The advantages of such meetings are clear from an issuer perspective. Hosting virtual-only meetings can cut out some of the standard costs of holding annual in-person shareholder meetings, as online meetings are typically less expensive and time-consuming. Renting function rooms and catering costs are among some of the expense factors that would be eliminated. And as the NYC Comptroller suggests, it also gives the company more control over the proceedings, potentially reducing the chances that the board or management will be embarrassed by a tough shareholder query.

And that’s where investor concerns come in. While an online meeting may increase the number of attendees, it can also serve to reduce those attendees’ level of participation. For example, a trend in virtual-only meetings is for shareholders to submit their questions to the company prior to convening the meeting. There is a fear that this allows the company the discretion to filter shareholder questions to its own taste, resulting in some of the more difficult or controversial questions getting bumped down the priority list or even ignored. Even if fair play were guaranteed, for the less tech-savvy shareholder, removing the opportunity to voice concerns in a public, in-person, forum, where that individual is more at ease, could be construed by some as an infringement on shareholder rights.

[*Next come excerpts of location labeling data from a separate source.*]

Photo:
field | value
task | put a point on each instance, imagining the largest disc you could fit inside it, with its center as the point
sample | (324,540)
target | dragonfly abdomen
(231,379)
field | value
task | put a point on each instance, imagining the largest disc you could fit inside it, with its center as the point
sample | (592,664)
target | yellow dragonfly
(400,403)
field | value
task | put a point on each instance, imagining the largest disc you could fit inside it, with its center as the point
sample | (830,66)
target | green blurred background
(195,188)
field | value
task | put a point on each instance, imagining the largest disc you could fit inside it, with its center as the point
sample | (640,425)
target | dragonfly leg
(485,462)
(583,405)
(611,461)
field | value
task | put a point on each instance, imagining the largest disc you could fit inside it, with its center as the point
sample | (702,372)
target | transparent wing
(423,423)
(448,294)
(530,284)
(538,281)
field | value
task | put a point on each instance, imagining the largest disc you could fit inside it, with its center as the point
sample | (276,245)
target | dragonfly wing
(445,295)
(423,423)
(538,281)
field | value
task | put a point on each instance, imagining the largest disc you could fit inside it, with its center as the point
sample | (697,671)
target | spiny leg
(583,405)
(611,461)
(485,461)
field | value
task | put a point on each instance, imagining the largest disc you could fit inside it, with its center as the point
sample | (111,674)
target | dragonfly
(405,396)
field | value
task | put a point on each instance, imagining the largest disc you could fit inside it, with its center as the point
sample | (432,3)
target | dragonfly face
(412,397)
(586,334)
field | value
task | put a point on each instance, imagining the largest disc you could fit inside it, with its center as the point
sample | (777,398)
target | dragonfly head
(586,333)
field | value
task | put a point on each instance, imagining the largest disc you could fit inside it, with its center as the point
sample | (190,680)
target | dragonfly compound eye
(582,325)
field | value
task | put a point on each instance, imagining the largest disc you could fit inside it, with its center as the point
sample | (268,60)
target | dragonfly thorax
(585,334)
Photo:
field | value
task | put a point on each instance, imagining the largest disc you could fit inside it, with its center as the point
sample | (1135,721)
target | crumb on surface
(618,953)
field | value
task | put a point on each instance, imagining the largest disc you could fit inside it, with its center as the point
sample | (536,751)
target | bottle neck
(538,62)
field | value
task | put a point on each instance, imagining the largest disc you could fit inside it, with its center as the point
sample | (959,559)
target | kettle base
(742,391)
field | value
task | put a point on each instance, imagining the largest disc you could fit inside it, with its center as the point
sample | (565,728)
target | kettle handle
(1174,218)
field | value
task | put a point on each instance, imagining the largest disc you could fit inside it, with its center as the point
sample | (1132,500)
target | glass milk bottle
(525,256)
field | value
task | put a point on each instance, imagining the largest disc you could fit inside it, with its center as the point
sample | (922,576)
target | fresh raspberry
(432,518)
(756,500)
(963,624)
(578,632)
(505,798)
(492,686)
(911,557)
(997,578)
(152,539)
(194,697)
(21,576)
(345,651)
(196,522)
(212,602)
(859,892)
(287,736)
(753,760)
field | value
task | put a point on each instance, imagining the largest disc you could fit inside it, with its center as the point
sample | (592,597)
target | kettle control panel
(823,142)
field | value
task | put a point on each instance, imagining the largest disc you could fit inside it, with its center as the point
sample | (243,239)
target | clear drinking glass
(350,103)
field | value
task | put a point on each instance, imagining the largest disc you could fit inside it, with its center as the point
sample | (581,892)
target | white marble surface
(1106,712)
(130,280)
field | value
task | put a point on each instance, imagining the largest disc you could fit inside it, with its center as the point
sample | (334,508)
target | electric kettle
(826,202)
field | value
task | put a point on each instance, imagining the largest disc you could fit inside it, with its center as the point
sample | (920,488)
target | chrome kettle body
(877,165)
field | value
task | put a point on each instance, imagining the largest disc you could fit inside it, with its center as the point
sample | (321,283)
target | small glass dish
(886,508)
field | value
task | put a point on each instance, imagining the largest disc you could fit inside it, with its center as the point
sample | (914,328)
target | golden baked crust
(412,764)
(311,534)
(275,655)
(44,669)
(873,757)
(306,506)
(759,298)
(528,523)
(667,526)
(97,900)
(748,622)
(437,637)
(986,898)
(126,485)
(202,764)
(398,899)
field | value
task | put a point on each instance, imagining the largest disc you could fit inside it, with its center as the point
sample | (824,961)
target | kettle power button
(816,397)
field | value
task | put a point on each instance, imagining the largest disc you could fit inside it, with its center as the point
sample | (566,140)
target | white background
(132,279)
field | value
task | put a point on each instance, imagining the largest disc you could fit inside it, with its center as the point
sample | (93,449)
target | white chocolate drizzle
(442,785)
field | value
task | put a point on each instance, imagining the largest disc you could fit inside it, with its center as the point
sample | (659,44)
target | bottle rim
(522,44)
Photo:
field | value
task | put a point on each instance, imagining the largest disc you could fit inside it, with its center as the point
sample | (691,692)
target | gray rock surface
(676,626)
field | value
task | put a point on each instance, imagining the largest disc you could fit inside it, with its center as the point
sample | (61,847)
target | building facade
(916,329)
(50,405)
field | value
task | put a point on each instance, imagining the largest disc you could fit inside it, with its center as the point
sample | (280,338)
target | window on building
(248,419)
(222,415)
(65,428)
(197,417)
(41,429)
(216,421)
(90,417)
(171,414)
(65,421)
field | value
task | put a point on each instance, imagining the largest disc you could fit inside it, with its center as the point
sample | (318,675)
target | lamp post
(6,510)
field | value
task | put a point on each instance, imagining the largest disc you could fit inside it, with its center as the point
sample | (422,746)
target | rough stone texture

So far, those looking to push back against the trend have been largely stymied. The 2016 proxy season saw several virtual-only companies receive shareholder proposals seeking the return of a traditional, physical meeting format. These proposals were granted “no-action” requests from the SEC, citing a company’s right to govern the format of annual meetings. With virtual-only meetings apparently not going away, the discussion may be shifting towards finding a virtual-only format that protects the quality of the meeting. For example, CII’s aforementioned letter to Broadridge set out a range of features that should be offered to virtual meeting attendees, including a transparent system for monitoring submitted questions, and the opportunity to virtually “approach the dais” and speak to company representatives following the meeting.

As more and more companies move towards virtual-only meetings, the debate on how (and whether) they should be conducted looks set to continue. In the meantime, absent an accepted best practice format, investors may get less access to the board, management, and other shareholders at virtual-only meetings—making pre-meeting preparation, including engagement with issuers and between investors, all the more important.